Part 4 of Making Attraction and Aversion Work For Us, Not Against Us, a commentary on the 7th Ode of Solomon, written in Apostolic times.
- The Seers shall go before him, and they shall be seen before him. And they shall praise the Lord for his love, because he is near and seeth.
Those who see God are ever before his Face, and wherever they go they bring with them that sacred Presence. Fortunately I have known quite a few holy people like this. If I wanted to be with God I went to spend time with them. They have been of various spiritual traditions, for God knows nothing of our artificial boundaries and foolish attempts to have an exclusive franchise on his love.

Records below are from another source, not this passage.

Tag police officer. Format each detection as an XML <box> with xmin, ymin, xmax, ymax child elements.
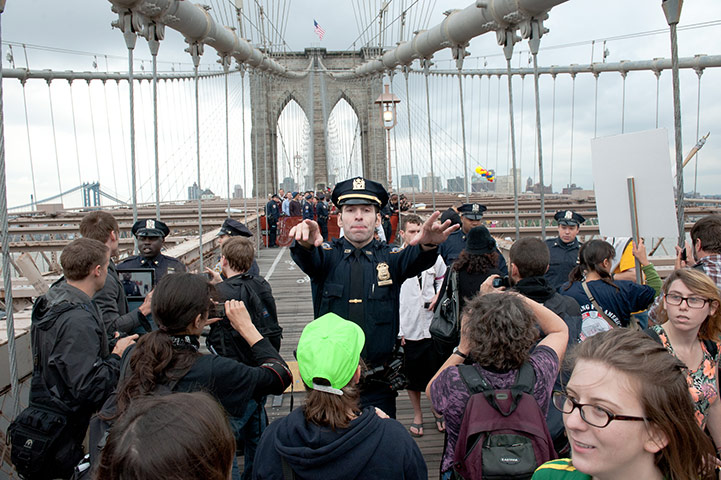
<box><xmin>302</xmin><ymin>193</ymin><xmax>315</xmax><ymax>221</ymax></box>
<box><xmin>206</xmin><ymin>218</ymin><xmax>260</xmax><ymax>280</ymax></box>
<box><xmin>316</xmin><ymin>194</ymin><xmax>329</xmax><ymax>241</ymax></box>
<box><xmin>438</xmin><ymin>203</ymin><xmax>508</xmax><ymax>274</ymax></box>
<box><xmin>545</xmin><ymin>210</ymin><xmax>586</xmax><ymax>290</ymax></box>
<box><xmin>117</xmin><ymin>219</ymin><xmax>187</xmax><ymax>284</ymax></box>
<box><xmin>289</xmin><ymin>177</ymin><xmax>458</xmax><ymax>418</ymax></box>
<box><xmin>266</xmin><ymin>194</ymin><xmax>281</xmax><ymax>248</ymax></box>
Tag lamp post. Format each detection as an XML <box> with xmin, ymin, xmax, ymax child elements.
<box><xmin>375</xmin><ymin>83</ymin><xmax>400</xmax><ymax>189</ymax></box>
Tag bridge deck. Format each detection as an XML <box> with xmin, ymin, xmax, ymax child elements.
<box><xmin>256</xmin><ymin>246</ymin><xmax>444</xmax><ymax>479</ymax></box>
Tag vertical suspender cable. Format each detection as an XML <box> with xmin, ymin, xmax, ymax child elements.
<box><xmin>654</xmin><ymin>71</ymin><xmax>661</xmax><ymax>128</ymax></box>
<box><xmin>593</xmin><ymin>73</ymin><xmax>599</xmax><ymax>138</ymax></box>
<box><xmin>263</xmin><ymin>73</ymin><xmax>268</xmax><ymax>197</ymax></box>
<box><xmin>149</xmin><ymin>25</ymin><xmax>161</xmax><ymax>219</ymax></box>
<box><xmin>240</xmin><ymin>67</ymin><xmax>248</xmax><ymax>225</ymax></box>
<box><xmin>403</xmin><ymin>68</ymin><xmax>416</xmax><ymax>212</ymax></box>
<box><xmin>87</xmin><ymin>81</ymin><xmax>102</xmax><ymax>190</ymax></box>
<box><xmin>120</xmin><ymin>12</ymin><xmax>139</xmax><ymax>239</ymax></box>
<box><xmin>0</xmin><ymin>4</ymin><xmax>22</xmax><ymax>419</ymax></box>
<box><xmin>102</xmin><ymin>81</ymin><xmax>120</xmax><ymax>198</ymax></box>
<box><xmin>485</xmin><ymin>74</ymin><xmax>491</xmax><ymax>168</ymax></box>
<box><xmin>422</xmin><ymin>59</ymin><xmax>436</xmax><ymax>210</ymax></box>
<box><xmin>252</xmin><ymin>72</ymin><xmax>261</xmax><ymax>252</ymax></box>
<box><xmin>191</xmin><ymin>43</ymin><xmax>204</xmax><ymax>269</ymax></box>
<box><xmin>620</xmin><ymin>72</ymin><xmax>627</xmax><ymax>134</ymax></box>
<box><xmin>223</xmin><ymin>59</ymin><xmax>231</xmax><ymax>216</ymax></box>
<box><xmin>569</xmin><ymin>73</ymin><xmax>576</xmax><ymax>188</ymax></box>
<box><xmin>455</xmin><ymin>50</ymin><xmax>469</xmax><ymax>202</ymax></box>
<box><xmin>529</xmin><ymin>21</ymin><xmax>546</xmax><ymax>239</ymax></box>
<box><xmin>502</xmin><ymin>30</ymin><xmax>520</xmax><ymax>240</ymax></box>
<box><xmin>69</xmin><ymin>83</ymin><xmax>84</xmax><ymax>191</ymax></box>
<box><xmin>693</xmin><ymin>69</ymin><xmax>702</xmax><ymax>196</ymax></box>
<box><xmin>495</xmin><ymin>75</ymin><xmax>501</xmax><ymax>176</ymax></box>
<box><xmin>46</xmin><ymin>80</ymin><xmax>64</xmax><ymax>204</ymax></box>
<box><xmin>20</xmin><ymin>80</ymin><xmax>37</xmax><ymax>210</ymax></box>
<box><xmin>662</xmin><ymin>0</ymin><xmax>686</xmax><ymax>248</ymax></box>
<box><xmin>550</xmin><ymin>74</ymin><xmax>556</xmax><ymax>192</ymax></box>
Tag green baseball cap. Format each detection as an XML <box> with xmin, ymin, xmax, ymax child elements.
<box><xmin>296</xmin><ymin>313</ymin><xmax>365</xmax><ymax>396</ymax></box>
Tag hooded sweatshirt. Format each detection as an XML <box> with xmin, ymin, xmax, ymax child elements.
<box><xmin>253</xmin><ymin>406</ymin><xmax>427</xmax><ymax>480</ymax></box>
<box><xmin>30</xmin><ymin>281</ymin><xmax>120</xmax><ymax>424</ymax></box>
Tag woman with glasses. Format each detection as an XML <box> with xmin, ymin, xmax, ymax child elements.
<box><xmin>648</xmin><ymin>268</ymin><xmax>721</xmax><ymax>436</ymax></box>
<box><xmin>533</xmin><ymin>328</ymin><xmax>716</xmax><ymax>480</ymax></box>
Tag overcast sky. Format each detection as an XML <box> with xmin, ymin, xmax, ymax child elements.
<box><xmin>2</xmin><ymin>0</ymin><xmax>721</xmax><ymax>208</ymax></box>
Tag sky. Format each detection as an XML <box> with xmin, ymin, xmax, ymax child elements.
<box><xmin>2</xmin><ymin>0</ymin><xmax>721</xmax><ymax>209</ymax></box>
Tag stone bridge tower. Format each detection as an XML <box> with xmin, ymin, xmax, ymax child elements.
<box><xmin>249</xmin><ymin>48</ymin><xmax>387</xmax><ymax>197</ymax></box>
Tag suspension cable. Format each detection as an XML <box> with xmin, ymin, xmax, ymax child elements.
<box><xmin>455</xmin><ymin>54</ymin><xmax>470</xmax><ymax>201</ymax></box>
<box><xmin>593</xmin><ymin>73</ymin><xmax>599</xmax><ymax>137</ymax></box>
<box><xmin>569</xmin><ymin>73</ymin><xmax>576</xmax><ymax>188</ymax></box>
<box><xmin>0</xmin><ymin>6</ymin><xmax>22</xmax><ymax>420</ymax></box>
<box><xmin>502</xmin><ymin>30</ymin><xmax>520</xmax><ymax>240</ymax></box>
<box><xmin>20</xmin><ymin>79</ymin><xmax>38</xmax><ymax>210</ymax></box>
<box><xmin>693</xmin><ymin>68</ymin><xmax>703</xmax><ymax>195</ymax></box>
<box><xmin>191</xmin><ymin>43</ymin><xmax>204</xmax><ymax>269</ymax></box>
<box><xmin>101</xmin><ymin>80</ymin><xmax>120</xmax><ymax>198</ymax></box>
<box><xmin>620</xmin><ymin>71</ymin><xmax>627</xmax><ymax>133</ymax></box>
<box><xmin>550</xmin><ymin>74</ymin><xmax>556</xmax><ymax>191</ymax></box>
<box><xmin>403</xmin><ymin>68</ymin><xmax>417</xmax><ymax>212</ymax></box>
<box><xmin>530</xmin><ymin>22</ymin><xmax>546</xmax><ymax>239</ymax></box>
<box><xmin>422</xmin><ymin>59</ymin><xmax>436</xmax><ymax>209</ymax></box>
<box><xmin>46</xmin><ymin>80</ymin><xmax>64</xmax><ymax>204</ymax></box>
<box><xmin>86</xmin><ymin>81</ymin><xmax>102</xmax><ymax>188</ymax></box>
<box><xmin>654</xmin><ymin>70</ymin><xmax>661</xmax><ymax>129</ymax></box>
<box><xmin>69</xmin><ymin>82</ymin><xmax>84</xmax><ymax>192</ymax></box>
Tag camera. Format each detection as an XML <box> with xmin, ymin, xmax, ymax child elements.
<box><xmin>213</xmin><ymin>302</ymin><xmax>226</xmax><ymax>318</ymax></box>
<box><xmin>492</xmin><ymin>276</ymin><xmax>511</xmax><ymax>288</ymax></box>
<box><xmin>362</xmin><ymin>347</ymin><xmax>408</xmax><ymax>392</ymax></box>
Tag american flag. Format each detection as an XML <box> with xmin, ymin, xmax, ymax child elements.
<box><xmin>314</xmin><ymin>20</ymin><xmax>325</xmax><ymax>41</ymax></box>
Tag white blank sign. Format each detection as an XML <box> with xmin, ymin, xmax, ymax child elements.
<box><xmin>590</xmin><ymin>129</ymin><xmax>678</xmax><ymax>238</ymax></box>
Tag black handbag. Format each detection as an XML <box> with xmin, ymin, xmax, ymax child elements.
<box><xmin>8</xmin><ymin>405</ymin><xmax>84</xmax><ymax>479</ymax></box>
<box><xmin>429</xmin><ymin>270</ymin><xmax>460</xmax><ymax>347</ymax></box>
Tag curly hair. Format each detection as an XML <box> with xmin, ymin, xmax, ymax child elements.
<box><xmin>453</xmin><ymin>249</ymin><xmax>499</xmax><ymax>275</ymax></box>
<box><xmin>655</xmin><ymin>268</ymin><xmax>721</xmax><ymax>341</ymax></box>
<box><xmin>462</xmin><ymin>293</ymin><xmax>539</xmax><ymax>371</ymax></box>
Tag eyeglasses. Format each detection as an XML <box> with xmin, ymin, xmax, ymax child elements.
<box><xmin>552</xmin><ymin>391</ymin><xmax>648</xmax><ymax>428</ymax></box>
<box><xmin>664</xmin><ymin>293</ymin><xmax>710</xmax><ymax>309</ymax></box>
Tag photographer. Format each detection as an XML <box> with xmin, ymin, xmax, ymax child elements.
<box><xmin>253</xmin><ymin>314</ymin><xmax>427</xmax><ymax>480</ymax></box>
<box><xmin>207</xmin><ymin>236</ymin><xmax>282</xmax><ymax>480</ymax></box>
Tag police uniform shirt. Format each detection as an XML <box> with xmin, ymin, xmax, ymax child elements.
<box><xmin>266</xmin><ymin>200</ymin><xmax>280</xmax><ymax>222</ymax></box>
<box><xmin>290</xmin><ymin>237</ymin><xmax>438</xmax><ymax>366</ymax></box>
<box><xmin>438</xmin><ymin>229</ymin><xmax>508</xmax><ymax>275</ymax></box>
<box><xmin>302</xmin><ymin>202</ymin><xmax>314</xmax><ymax>220</ymax></box>
<box><xmin>544</xmin><ymin>237</ymin><xmax>581</xmax><ymax>290</ymax></box>
<box><xmin>117</xmin><ymin>253</ymin><xmax>187</xmax><ymax>285</ymax></box>
<box><xmin>316</xmin><ymin>201</ymin><xmax>329</xmax><ymax>222</ymax></box>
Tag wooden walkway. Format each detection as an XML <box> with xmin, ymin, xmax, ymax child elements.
<box><xmin>256</xmin><ymin>246</ymin><xmax>444</xmax><ymax>479</ymax></box>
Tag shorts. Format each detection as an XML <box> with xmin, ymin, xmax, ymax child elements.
<box><xmin>403</xmin><ymin>338</ymin><xmax>440</xmax><ymax>392</ymax></box>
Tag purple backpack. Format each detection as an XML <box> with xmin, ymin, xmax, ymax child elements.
<box><xmin>452</xmin><ymin>363</ymin><xmax>557</xmax><ymax>480</ymax></box>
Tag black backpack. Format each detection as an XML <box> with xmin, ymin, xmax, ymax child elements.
<box><xmin>452</xmin><ymin>363</ymin><xmax>557</xmax><ymax>480</ymax></box>
<box><xmin>208</xmin><ymin>275</ymin><xmax>282</xmax><ymax>364</ymax></box>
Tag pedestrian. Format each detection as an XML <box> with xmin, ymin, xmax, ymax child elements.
<box><xmin>289</xmin><ymin>176</ymin><xmax>457</xmax><ymax>417</ymax></box>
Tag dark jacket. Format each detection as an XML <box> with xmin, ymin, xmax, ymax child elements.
<box><xmin>438</xmin><ymin>229</ymin><xmax>508</xmax><ymax>274</ymax></box>
<box><xmin>514</xmin><ymin>276</ymin><xmax>581</xmax><ymax>320</ymax></box>
<box><xmin>289</xmin><ymin>199</ymin><xmax>302</xmax><ymax>217</ymax></box>
<box><xmin>93</xmin><ymin>260</ymin><xmax>146</xmax><ymax>334</ymax></box>
<box><xmin>253</xmin><ymin>406</ymin><xmax>427</xmax><ymax>480</ymax></box>
<box><xmin>117</xmin><ymin>253</ymin><xmax>186</xmax><ymax>285</ymax></box>
<box><xmin>290</xmin><ymin>238</ymin><xmax>438</xmax><ymax>366</ymax></box>
<box><xmin>544</xmin><ymin>237</ymin><xmax>581</xmax><ymax>290</ymax></box>
<box><xmin>30</xmin><ymin>282</ymin><xmax>121</xmax><ymax>423</ymax></box>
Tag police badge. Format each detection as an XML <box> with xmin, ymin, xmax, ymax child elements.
<box><xmin>353</xmin><ymin>178</ymin><xmax>365</xmax><ymax>190</ymax></box>
<box><xmin>376</xmin><ymin>262</ymin><xmax>392</xmax><ymax>286</ymax></box>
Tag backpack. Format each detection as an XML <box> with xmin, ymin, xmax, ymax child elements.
<box><xmin>429</xmin><ymin>270</ymin><xmax>460</xmax><ymax>349</ymax></box>
<box><xmin>452</xmin><ymin>363</ymin><xmax>557</xmax><ymax>480</ymax></box>
<box><xmin>208</xmin><ymin>275</ymin><xmax>283</xmax><ymax>364</ymax></box>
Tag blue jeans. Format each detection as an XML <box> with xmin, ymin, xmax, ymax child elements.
<box><xmin>230</xmin><ymin>398</ymin><xmax>267</xmax><ymax>480</ymax></box>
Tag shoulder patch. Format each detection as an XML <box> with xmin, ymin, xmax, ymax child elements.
<box><xmin>390</xmin><ymin>245</ymin><xmax>403</xmax><ymax>254</ymax></box>
<box><xmin>321</xmin><ymin>242</ymin><xmax>332</xmax><ymax>250</ymax></box>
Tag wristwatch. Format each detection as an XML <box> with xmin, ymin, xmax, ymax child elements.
<box><xmin>452</xmin><ymin>347</ymin><xmax>467</xmax><ymax>359</ymax></box>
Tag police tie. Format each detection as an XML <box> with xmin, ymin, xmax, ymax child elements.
<box><xmin>348</xmin><ymin>248</ymin><xmax>365</xmax><ymax>326</ymax></box>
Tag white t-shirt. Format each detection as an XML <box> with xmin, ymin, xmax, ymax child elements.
<box><xmin>399</xmin><ymin>256</ymin><xmax>447</xmax><ymax>341</ymax></box>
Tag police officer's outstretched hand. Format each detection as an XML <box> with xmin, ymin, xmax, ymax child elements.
<box><xmin>225</xmin><ymin>299</ymin><xmax>263</xmax><ymax>347</ymax></box>
<box><xmin>289</xmin><ymin>219</ymin><xmax>323</xmax><ymax>248</ymax></box>
<box><xmin>409</xmin><ymin>211</ymin><xmax>460</xmax><ymax>250</ymax></box>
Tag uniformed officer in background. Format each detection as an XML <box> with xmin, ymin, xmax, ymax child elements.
<box><xmin>302</xmin><ymin>193</ymin><xmax>315</xmax><ymax>221</ymax></box>
<box><xmin>316</xmin><ymin>194</ymin><xmax>329</xmax><ymax>241</ymax></box>
<box><xmin>206</xmin><ymin>218</ymin><xmax>260</xmax><ymax>281</ymax></box>
<box><xmin>289</xmin><ymin>176</ymin><xmax>458</xmax><ymax>418</ymax></box>
<box><xmin>265</xmin><ymin>194</ymin><xmax>281</xmax><ymax>248</ymax></box>
<box><xmin>117</xmin><ymin>219</ymin><xmax>186</xmax><ymax>284</ymax></box>
<box><xmin>438</xmin><ymin>203</ymin><xmax>508</xmax><ymax>274</ymax></box>
<box><xmin>544</xmin><ymin>210</ymin><xmax>586</xmax><ymax>290</ymax></box>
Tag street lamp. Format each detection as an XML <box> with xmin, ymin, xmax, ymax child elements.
<box><xmin>374</xmin><ymin>83</ymin><xmax>400</xmax><ymax>189</ymax></box>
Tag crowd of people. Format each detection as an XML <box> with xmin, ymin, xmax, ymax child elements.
<box><xmin>11</xmin><ymin>175</ymin><xmax>721</xmax><ymax>480</ymax></box>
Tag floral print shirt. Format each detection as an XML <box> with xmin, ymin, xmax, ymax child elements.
<box><xmin>651</xmin><ymin>324</ymin><xmax>720</xmax><ymax>428</ymax></box>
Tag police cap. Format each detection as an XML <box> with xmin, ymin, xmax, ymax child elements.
<box><xmin>457</xmin><ymin>203</ymin><xmax>487</xmax><ymax>220</ymax></box>
<box><xmin>331</xmin><ymin>177</ymin><xmax>389</xmax><ymax>209</ymax></box>
<box><xmin>554</xmin><ymin>210</ymin><xmax>586</xmax><ymax>226</ymax></box>
<box><xmin>132</xmin><ymin>219</ymin><xmax>169</xmax><ymax>238</ymax></box>
<box><xmin>218</xmin><ymin>218</ymin><xmax>252</xmax><ymax>237</ymax></box>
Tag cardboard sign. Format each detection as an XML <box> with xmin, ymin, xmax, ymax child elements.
<box><xmin>590</xmin><ymin>129</ymin><xmax>678</xmax><ymax>238</ymax></box>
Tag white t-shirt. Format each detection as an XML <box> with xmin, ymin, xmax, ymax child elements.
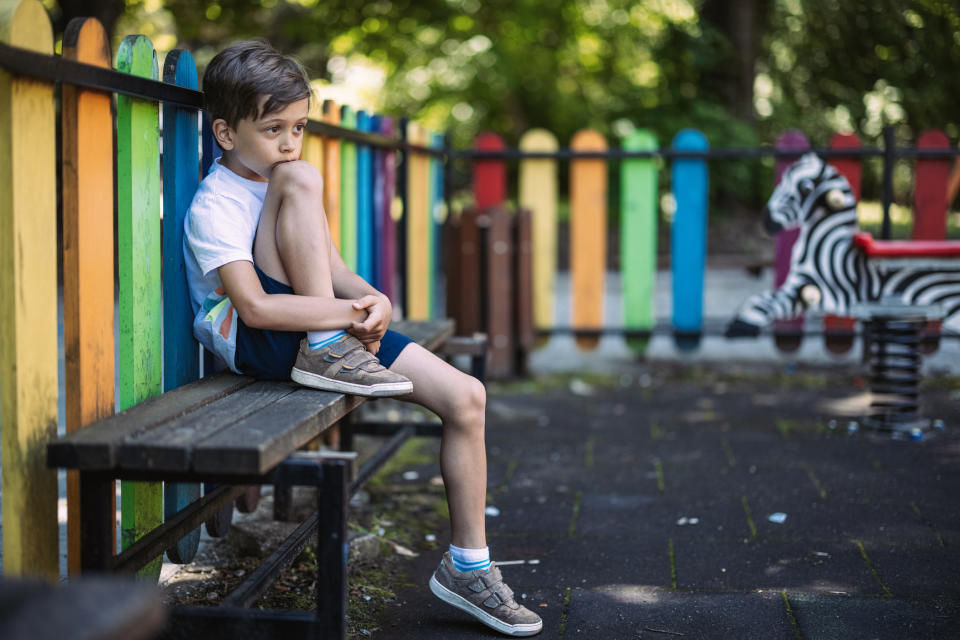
<box><xmin>183</xmin><ymin>159</ymin><xmax>269</xmax><ymax>372</ymax></box>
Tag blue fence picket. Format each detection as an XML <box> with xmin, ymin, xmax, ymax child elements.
<box><xmin>356</xmin><ymin>110</ymin><xmax>374</xmax><ymax>283</ymax></box>
<box><xmin>161</xmin><ymin>48</ymin><xmax>202</xmax><ymax>564</ymax></box>
<box><xmin>671</xmin><ymin>129</ymin><xmax>709</xmax><ymax>350</ymax></box>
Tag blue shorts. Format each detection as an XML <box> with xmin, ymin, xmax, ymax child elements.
<box><xmin>234</xmin><ymin>265</ymin><xmax>413</xmax><ymax>380</ymax></box>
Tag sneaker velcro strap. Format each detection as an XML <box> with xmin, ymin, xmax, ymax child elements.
<box><xmin>493</xmin><ymin>584</ymin><xmax>518</xmax><ymax>609</ymax></box>
<box><xmin>468</xmin><ymin>578</ymin><xmax>487</xmax><ymax>593</ymax></box>
<box><xmin>480</xmin><ymin>569</ymin><xmax>502</xmax><ymax>588</ymax></box>
<box><xmin>483</xmin><ymin>593</ymin><xmax>504</xmax><ymax>609</ymax></box>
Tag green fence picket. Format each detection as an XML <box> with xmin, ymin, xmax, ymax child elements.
<box><xmin>116</xmin><ymin>34</ymin><xmax>163</xmax><ymax>579</ymax></box>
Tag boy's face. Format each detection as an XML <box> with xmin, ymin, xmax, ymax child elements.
<box><xmin>214</xmin><ymin>96</ymin><xmax>309</xmax><ymax>182</ymax></box>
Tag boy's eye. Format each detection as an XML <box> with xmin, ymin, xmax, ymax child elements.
<box><xmin>295</xmin><ymin>124</ymin><xmax>305</xmax><ymax>132</ymax></box>
<box><xmin>267</xmin><ymin>126</ymin><xmax>280</xmax><ymax>134</ymax></box>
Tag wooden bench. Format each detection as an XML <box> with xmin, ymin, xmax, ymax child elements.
<box><xmin>48</xmin><ymin>319</ymin><xmax>464</xmax><ymax>637</ymax></box>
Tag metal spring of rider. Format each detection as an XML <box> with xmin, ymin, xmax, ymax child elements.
<box><xmin>865</xmin><ymin>314</ymin><xmax>924</xmax><ymax>431</ymax></box>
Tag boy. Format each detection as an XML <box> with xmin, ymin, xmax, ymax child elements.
<box><xmin>183</xmin><ymin>40</ymin><xmax>542</xmax><ymax>637</ymax></box>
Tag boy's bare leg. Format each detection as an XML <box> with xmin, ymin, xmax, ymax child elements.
<box><xmin>390</xmin><ymin>344</ymin><xmax>488</xmax><ymax>549</ymax></box>
<box><xmin>253</xmin><ymin>161</ymin><xmax>333</xmax><ymax>296</ymax></box>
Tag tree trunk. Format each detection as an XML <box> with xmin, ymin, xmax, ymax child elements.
<box><xmin>700</xmin><ymin>0</ymin><xmax>771</xmax><ymax>123</ymax></box>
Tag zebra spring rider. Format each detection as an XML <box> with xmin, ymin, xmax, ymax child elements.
<box><xmin>727</xmin><ymin>153</ymin><xmax>959</xmax><ymax>433</ymax></box>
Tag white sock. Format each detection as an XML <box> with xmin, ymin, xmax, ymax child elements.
<box><xmin>449</xmin><ymin>544</ymin><xmax>491</xmax><ymax>572</ymax></box>
<box><xmin>308</xmin><ymin>329</ymin><xmax>346</xmax><ymax>350</ymax></box>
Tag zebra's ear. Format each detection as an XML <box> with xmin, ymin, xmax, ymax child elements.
<box><xmin>825</xmin><ymin>189</ymin><xmax>853</xmax><ymax>211</ymax></box>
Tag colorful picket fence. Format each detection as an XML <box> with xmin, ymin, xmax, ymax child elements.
<box><xmin>0</xmin><ymin>0</ymin><xmax>443</xmax><ymax>578</ymax></box>
<box><xmin>463</xmin><ymin>126</ymin><xmax>956</xmax><ymax>368</ymax></box>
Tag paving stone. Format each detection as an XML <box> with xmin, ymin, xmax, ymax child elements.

When one man I knew would speak to a group there would an all-pervading sense of heavenly joy and sweetness. What he said was wise, but the inner experience was beyond all words. I was only a teenager then and had not yet read Yogananda’s definition that God is joy, but I certainly experienced it. Another blessed soul was a frail little lady who literally blazed with white fire which I could feel from a distance. She lived in constant spiritual vision.
It is true: God is “glorified in his saints” (II Thessalonians 1:10). He is their song and they are his. So before we see God he sends his holy ones to give us a “foretaste of glory divine” as Fanny Crosby put it. Such exalted souls dwell in God’s love “because he is near and seeth” them as surely as they see him.
- And hatred shall be taken from the earth, and along with jealousy it shall be drowned. For ignorance hath been destroyed upon it, because the knowledge of the Lord hath arrived upon it.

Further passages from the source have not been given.